= Noel Schulz =

American electrical engineer

Noel Nunnally Schulz is an American electrical engineer. She is the Bob Ferguson Endowed Professor in the Washington State University School of Electrical Engineering & Computer Science, and the inaugural director of the university's Institute for Northwest Energy Futures.

==Education and career==
Schulz is originally from Blacksburg, Virginia, and is the daughter of electrical engineering professor Charles Nunnally; her mother was a schoolteacher.
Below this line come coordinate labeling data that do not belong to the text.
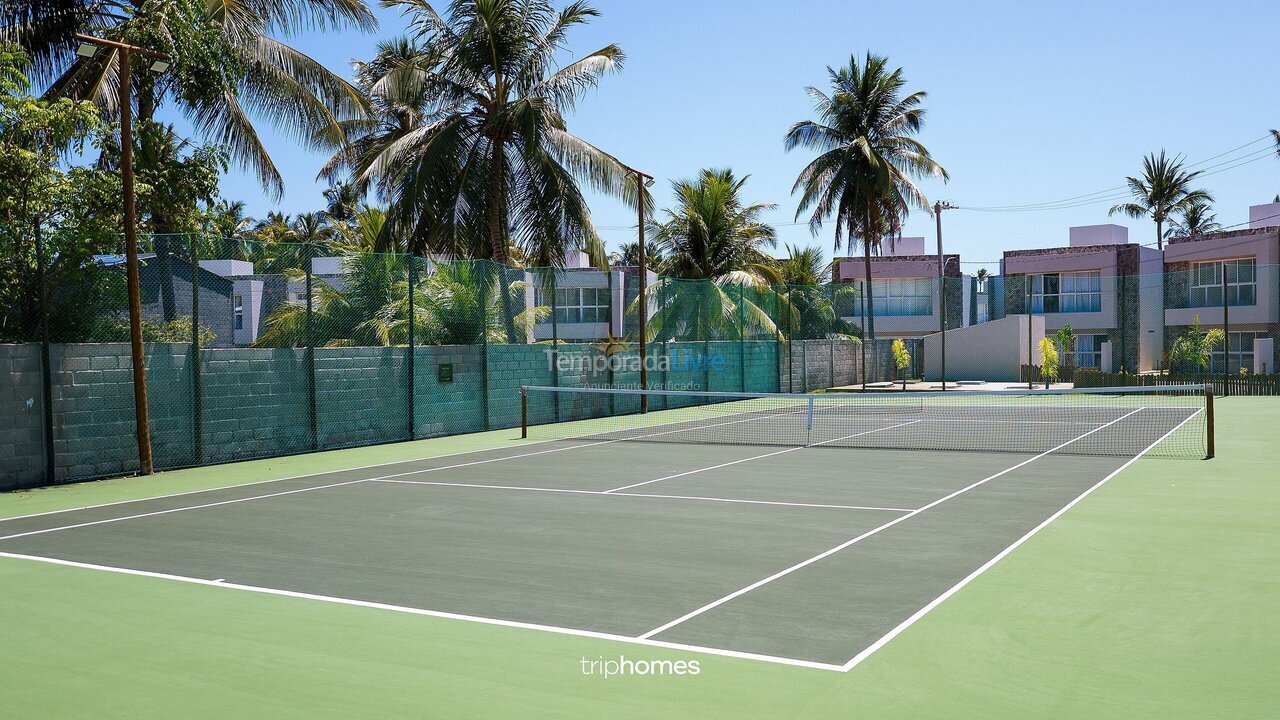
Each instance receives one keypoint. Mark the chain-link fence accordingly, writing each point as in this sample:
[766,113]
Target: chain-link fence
[264,349]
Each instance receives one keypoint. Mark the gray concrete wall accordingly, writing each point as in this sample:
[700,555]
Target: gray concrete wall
[988,351]
[22,424]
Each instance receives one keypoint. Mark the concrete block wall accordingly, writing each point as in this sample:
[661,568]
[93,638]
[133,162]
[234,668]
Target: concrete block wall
[256,402]
[455,406]
[22,422]
[361,395]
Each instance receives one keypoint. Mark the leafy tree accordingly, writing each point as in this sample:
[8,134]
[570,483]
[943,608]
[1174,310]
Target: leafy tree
[72,209]
[713,235]
[712,245]
[1164,188]
[342,201]
[227,68]
[868,158]
[901,359]
[1194,349]
[467,141]
[1048,360]
[1065,342]
[1197,219]
[455,304]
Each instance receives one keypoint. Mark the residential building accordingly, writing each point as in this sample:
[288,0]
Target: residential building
[904,288]
[585,302]
[1106,288]
[1242,265]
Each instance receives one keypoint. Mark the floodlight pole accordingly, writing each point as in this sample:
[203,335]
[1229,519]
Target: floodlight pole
[644,272]
[942,290]
[131,241]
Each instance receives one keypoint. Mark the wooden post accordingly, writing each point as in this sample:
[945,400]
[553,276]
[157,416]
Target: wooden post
[524,411]
[1226,337]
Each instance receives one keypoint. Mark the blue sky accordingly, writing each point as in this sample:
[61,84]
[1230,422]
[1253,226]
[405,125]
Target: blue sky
[1028,103]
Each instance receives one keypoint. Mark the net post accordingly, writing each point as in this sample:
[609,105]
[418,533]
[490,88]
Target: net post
[1208,422]
[197,387]
[524,413]
[312,411]
[412,349]
[808,422]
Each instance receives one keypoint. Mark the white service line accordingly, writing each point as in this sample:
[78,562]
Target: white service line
[272,479]
[320,474]
[864,536]
[1001,555]
[648,495]
[759,456]
[292,491]
[556,629]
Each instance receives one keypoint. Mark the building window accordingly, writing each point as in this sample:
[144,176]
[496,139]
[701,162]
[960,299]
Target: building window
[1066,292]
[579,304]
[1088,351]
[1240,352]
[238,310]
[903,296]
[1242,282]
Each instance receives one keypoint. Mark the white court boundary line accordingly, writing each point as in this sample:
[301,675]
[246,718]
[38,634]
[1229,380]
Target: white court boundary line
[864,536]
[639,641]
[424,470]
[758,458]
[867,652]
[479,619]
[607,493]
[233,501]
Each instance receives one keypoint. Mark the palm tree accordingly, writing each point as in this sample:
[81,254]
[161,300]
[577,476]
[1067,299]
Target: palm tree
[456,304]
[810,304]
[312,228]
[868,160]
[805,265]
[227,69]
[356,314]
[342,201]
[713,237]
[469,142]
[1197,219]
[1162,190]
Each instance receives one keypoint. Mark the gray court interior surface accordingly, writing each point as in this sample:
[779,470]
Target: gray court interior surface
[624,563]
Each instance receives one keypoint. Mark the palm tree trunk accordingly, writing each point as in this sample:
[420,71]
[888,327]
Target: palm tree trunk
[497,222]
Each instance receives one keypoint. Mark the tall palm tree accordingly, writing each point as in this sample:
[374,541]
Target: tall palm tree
[469,144]
[1194,220]
[810,304]
[713,237]
[868,163]
[312,228]
[227,71]
[1164,188]
[342,201]
[805,265]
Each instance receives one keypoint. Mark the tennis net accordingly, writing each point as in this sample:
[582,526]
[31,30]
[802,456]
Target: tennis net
[1119,422]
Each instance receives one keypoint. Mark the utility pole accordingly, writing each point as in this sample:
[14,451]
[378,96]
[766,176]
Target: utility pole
[942,290]
[160,62]
[643,181]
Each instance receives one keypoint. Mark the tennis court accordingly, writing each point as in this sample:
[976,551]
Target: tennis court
[798,529]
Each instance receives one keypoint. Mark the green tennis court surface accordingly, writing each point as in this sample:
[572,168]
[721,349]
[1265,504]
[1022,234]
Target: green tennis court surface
[534,554]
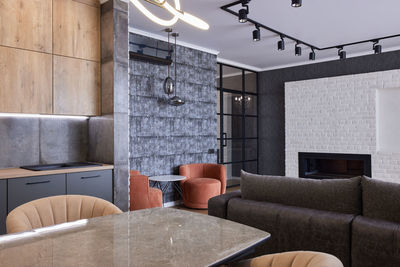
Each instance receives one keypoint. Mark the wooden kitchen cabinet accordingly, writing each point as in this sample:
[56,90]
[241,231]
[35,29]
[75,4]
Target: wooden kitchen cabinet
[76,29]
[23,190]
[3,206]
[76,87]
[26,24]
[95,183]
[26,81]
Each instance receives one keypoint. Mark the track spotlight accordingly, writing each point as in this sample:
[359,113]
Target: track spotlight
[244,11]
[341,53]
[296,3]
[377,47]
[281,44]
[297,49]
[312,54]
[243,15]
[257,34]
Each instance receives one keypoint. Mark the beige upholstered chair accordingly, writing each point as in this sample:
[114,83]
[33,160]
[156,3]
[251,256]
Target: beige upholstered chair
[292,259]
[58,209]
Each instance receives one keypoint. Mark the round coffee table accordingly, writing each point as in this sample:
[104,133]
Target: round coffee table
[168,180]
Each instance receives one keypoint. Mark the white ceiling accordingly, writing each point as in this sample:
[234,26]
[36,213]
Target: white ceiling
[318,22]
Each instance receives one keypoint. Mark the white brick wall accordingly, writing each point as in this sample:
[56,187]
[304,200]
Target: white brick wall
[338,115]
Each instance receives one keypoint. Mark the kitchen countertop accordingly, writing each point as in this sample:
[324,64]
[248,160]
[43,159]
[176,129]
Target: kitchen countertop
[19,173]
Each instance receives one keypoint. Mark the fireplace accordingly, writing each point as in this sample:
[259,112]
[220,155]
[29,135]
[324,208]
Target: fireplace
[333,166]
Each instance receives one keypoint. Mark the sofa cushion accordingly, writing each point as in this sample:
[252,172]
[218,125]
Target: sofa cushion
[338,195]
[294,228]
[375,243]
[380,200]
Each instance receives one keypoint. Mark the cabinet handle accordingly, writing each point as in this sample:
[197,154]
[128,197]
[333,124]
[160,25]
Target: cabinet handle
[90,177]
[42,182]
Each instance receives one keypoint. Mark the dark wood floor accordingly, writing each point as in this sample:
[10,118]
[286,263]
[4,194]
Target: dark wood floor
[181,207]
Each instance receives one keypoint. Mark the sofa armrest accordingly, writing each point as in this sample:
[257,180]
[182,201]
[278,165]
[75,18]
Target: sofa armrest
[217,206]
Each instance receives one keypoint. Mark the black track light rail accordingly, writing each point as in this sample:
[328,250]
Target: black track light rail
[227,9]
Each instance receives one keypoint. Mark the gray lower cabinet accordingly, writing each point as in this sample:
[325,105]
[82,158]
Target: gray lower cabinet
[22,190]
[93,183]
[3,206]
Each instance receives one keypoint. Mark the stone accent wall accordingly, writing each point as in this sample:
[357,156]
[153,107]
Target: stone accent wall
[163,137]
[338,115]
[42,140]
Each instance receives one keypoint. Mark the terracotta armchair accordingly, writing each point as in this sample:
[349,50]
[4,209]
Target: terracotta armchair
[203,181]
[142,196]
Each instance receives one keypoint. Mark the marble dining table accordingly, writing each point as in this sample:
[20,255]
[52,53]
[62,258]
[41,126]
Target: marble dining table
[152,237]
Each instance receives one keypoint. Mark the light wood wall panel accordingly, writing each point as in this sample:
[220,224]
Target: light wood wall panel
[76,86]
[26,81]
[26,24]
[76,29]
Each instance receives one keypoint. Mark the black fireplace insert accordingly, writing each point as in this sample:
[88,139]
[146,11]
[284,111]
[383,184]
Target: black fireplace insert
[333,165]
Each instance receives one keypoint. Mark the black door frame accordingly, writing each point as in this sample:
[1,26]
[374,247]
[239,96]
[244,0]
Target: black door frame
[243,115]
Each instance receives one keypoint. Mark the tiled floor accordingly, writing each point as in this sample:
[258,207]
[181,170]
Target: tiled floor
[181,207]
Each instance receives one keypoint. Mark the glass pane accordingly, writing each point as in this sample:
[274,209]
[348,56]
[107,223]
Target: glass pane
[232,78]
[233,126]
[250,149]
[218,102]
[250,81]
[250,104]
[233,171]
[218,126]
[251,126]
[218,75]
[232,103]
[232,150]
[251,166]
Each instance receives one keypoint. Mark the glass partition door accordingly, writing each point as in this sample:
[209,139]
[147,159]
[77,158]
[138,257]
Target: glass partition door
[237,114]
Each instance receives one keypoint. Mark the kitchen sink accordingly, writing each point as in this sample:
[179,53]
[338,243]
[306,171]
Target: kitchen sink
[59,166]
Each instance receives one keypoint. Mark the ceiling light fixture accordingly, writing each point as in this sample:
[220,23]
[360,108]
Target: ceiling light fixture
[377,47]
[176,11]
[297,49]
[281,44]
[243,17]
[244,11]
[257,34]
[296,3]
[312,54]
[175,100]
[341,53]
[169,83]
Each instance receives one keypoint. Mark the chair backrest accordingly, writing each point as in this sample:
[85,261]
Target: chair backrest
[57,209]
[293,259]
[205,170]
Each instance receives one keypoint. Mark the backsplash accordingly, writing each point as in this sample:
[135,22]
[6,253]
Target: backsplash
[42,140]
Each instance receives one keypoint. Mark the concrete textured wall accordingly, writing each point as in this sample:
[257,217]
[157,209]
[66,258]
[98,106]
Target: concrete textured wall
[339,115]
[109,133]
[163,137]
[271,130]
[42,140]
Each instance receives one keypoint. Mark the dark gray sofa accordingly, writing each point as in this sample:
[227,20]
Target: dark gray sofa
[320,215]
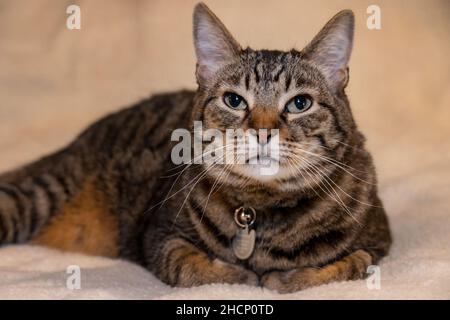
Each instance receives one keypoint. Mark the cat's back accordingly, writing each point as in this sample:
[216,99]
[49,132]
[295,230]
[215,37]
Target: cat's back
[147,124]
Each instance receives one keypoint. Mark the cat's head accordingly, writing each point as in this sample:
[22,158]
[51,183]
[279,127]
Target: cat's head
[299,93]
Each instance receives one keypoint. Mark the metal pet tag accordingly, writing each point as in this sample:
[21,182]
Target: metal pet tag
[244,239]
[244,243]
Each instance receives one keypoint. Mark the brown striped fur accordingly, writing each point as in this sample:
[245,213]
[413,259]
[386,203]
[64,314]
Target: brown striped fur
[84,224]
[114,191]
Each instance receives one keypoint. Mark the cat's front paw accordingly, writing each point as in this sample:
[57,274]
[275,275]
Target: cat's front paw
[281,281]
[351,267]
[235,274]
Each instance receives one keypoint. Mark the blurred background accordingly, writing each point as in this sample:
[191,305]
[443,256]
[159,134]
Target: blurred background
[55,81]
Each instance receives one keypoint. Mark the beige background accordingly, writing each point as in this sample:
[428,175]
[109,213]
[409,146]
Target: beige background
[54,82]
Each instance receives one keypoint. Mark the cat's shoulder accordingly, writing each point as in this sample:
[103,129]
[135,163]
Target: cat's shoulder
[162,101]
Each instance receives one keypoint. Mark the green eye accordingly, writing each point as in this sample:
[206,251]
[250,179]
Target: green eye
[298,104]
[234,101]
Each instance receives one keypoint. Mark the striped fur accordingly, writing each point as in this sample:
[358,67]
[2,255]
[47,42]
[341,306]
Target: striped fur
[115,192]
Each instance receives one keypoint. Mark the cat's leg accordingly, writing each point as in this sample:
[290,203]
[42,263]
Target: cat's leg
[184,265]
[352,267]
[32,195]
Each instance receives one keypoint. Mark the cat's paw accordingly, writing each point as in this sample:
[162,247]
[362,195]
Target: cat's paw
[281,281]
[351,267]
[235,274]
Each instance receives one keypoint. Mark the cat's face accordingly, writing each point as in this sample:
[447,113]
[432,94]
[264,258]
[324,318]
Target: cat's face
[299,94]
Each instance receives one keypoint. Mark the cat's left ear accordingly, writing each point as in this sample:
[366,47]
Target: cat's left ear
[214,45]
[331,48]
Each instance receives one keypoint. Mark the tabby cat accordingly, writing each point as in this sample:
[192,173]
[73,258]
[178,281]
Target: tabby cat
[115,191]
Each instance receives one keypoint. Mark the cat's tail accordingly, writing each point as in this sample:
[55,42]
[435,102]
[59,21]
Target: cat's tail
[32,195]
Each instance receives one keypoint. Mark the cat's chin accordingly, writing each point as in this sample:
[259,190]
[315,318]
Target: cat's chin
[263,173]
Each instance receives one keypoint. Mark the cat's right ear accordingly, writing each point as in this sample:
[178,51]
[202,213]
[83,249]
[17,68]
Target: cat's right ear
[214,45]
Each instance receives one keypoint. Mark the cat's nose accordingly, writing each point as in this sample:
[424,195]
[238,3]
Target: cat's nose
[263,121]
[263,136]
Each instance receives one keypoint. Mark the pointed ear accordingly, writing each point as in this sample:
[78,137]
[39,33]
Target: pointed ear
[214,45]
[331,48]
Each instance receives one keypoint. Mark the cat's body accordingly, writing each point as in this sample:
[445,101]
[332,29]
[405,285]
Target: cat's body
[115,191]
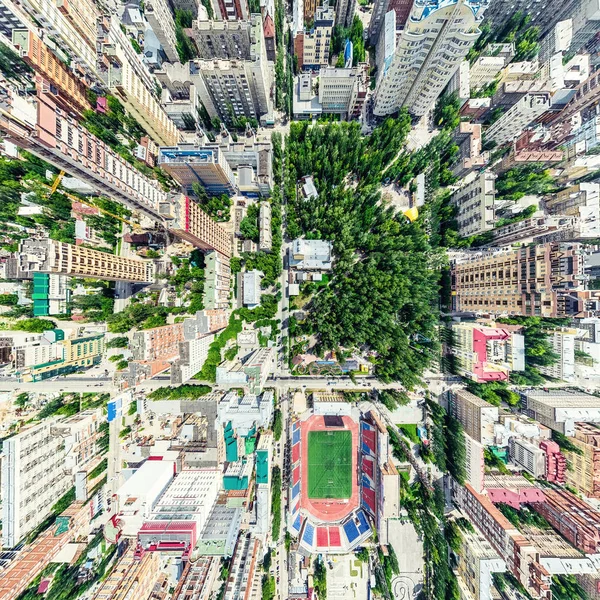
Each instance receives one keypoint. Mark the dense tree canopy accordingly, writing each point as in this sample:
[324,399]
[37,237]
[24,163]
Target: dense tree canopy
[379,254]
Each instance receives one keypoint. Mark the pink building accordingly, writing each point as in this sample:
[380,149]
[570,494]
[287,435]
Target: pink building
[488,353]
[556,462]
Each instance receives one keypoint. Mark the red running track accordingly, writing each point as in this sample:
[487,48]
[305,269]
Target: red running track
[328,509]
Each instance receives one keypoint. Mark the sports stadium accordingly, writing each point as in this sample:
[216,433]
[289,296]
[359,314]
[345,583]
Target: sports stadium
[336,483]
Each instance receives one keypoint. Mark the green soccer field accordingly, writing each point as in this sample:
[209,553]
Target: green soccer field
[329,464]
She met her future husband, chemical engineer Kirk Schulz, when they were both undergraduates at Virginia Tech; they married in 1987. She graduated in 1988, and received a master's degree from Virginia Tech in 1990. Her husband became a professor at North Dakota State University; she returned to graduate study and completed a Ph.D. at the University of Minnesota, in 1995.

In 2007, Schulz became Tennessee Valley Authority Professor in
power systems engineering at Mississippi State University. In 2009, her husband became president of Kansas State University, and she became Paslay Professor of Electrical Engineering there. At Kansas State, she directed the Engineering Experimental Station and Electrical Power Affiliates Program, and in 2012 became associate dean of engineering. She also served as president of the IEEE Power & Energy Society for the 2012–2013 term.

==Recognition==
Schulz was elected as an IEEE Fellow in 2016, "for leadership in advancing women in engineering and electric ship technologies".